The X account, John Stuart Wilson, recently posted a flow chart detailing the author’s understanding of the transition of mortgage agreements from rUK banks and building societies to institutions in an independent Scotland.
The author is skeptical of the financial outcomes of the independent state and most, if not all, of the pronouncements made support this view. Whether it is the facts driving thinking or ideology driving facts is difficult to ascertain.
In this response, I aim to point out flaws in this perception of the financial outcomes. I assume that Scotland is fully independent, has a functioning central bank issuing a free-floating Scottish currency, which I will call the Scottish Pound (SCP).
The flow chart is titled “What does the iSG do about pre-independence mortgages? There follows a list of options A-L illustrated to show the outcomes and consequences of each choice and decision.
A-E are the 5 initial base case answers, as the author sees it, to the origin question. None of these options looks historically at other examples of countries going through a similar transition. The most geographically local example of such a transition of private sector mortgages would be when the Eurozone nations gave up their domestic currency regimes to adopt the Euro. Millions of mortgages were transferred from numerous currencies to a Euro denomination, with European citizens hardly even aware of the change. There was certainly no difficulty.

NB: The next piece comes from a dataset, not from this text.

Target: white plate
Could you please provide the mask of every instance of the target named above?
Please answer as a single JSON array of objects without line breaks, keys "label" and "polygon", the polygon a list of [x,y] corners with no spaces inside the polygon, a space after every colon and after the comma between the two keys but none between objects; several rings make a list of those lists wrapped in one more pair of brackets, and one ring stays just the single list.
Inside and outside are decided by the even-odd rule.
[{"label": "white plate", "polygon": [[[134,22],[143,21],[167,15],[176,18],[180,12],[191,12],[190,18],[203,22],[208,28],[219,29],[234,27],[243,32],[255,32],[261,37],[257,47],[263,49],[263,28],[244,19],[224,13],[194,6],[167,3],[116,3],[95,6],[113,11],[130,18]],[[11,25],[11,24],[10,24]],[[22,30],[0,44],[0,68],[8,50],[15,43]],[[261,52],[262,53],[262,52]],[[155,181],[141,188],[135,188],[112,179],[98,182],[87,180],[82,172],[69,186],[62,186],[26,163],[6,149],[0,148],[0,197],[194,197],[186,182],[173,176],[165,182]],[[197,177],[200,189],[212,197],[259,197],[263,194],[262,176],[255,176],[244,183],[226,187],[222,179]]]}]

JSW seems to find problems, however, that the Eurozone nations didn’t foresee or failed to mitigate. These centre around a theme of lack of trust by banks in the Scottish government, the Scottish currency or the Scottish Financial institutions as a whole. Here I believe he forgets that the UK commercial banks and financial institutions in question are profit-seeking, risk-avoiding, and capitalist in nature. Additionally, the author seems to forget that these are private sector transactions.
These Scottish citizens, holding UK mortgages, originally agreed to pay in GBP because this was the currency wages were paid to them in. The UK banks accepted the agreement from their side, based on the risk assessment of potential default under these conditions.
With the change in currency, the risk of default, and hence threat to profitability of these mortgage agreements hits unacceptable levels when the borrower receives wages in a foreign currency. The banks would rather continue to have regular payments in any currency than suffer the loss and inconvenience of a default. Therefore, it is in the banks interest to redenominate the agreement and obviously saves the borrower foreign exchange charges. It is mutually beneficial for the redenomination to go ahead.
The banks do not even require to “trust” the currency, to any great degree, as the risk remains with the borrower to pay the mortgage. The borrower must earn enough to pay the agreed amount whatever the currency.
The Scottish Government has no need to get involved at all, but could fund the transition costs, to save both sides of the transaction any additional financial impact.
In conclusion, there seems to be no justification for the insistence that mortgage redenomination is impossible. In fact, by examining historical examples of similar processes, the Eurozone nations for example, it seems a straightforward arrangement.
Furthermore, the idea that commercial banks would work against their self-interest to add risk to a product when this would undermine the profitability and standard of the loan is unlikely.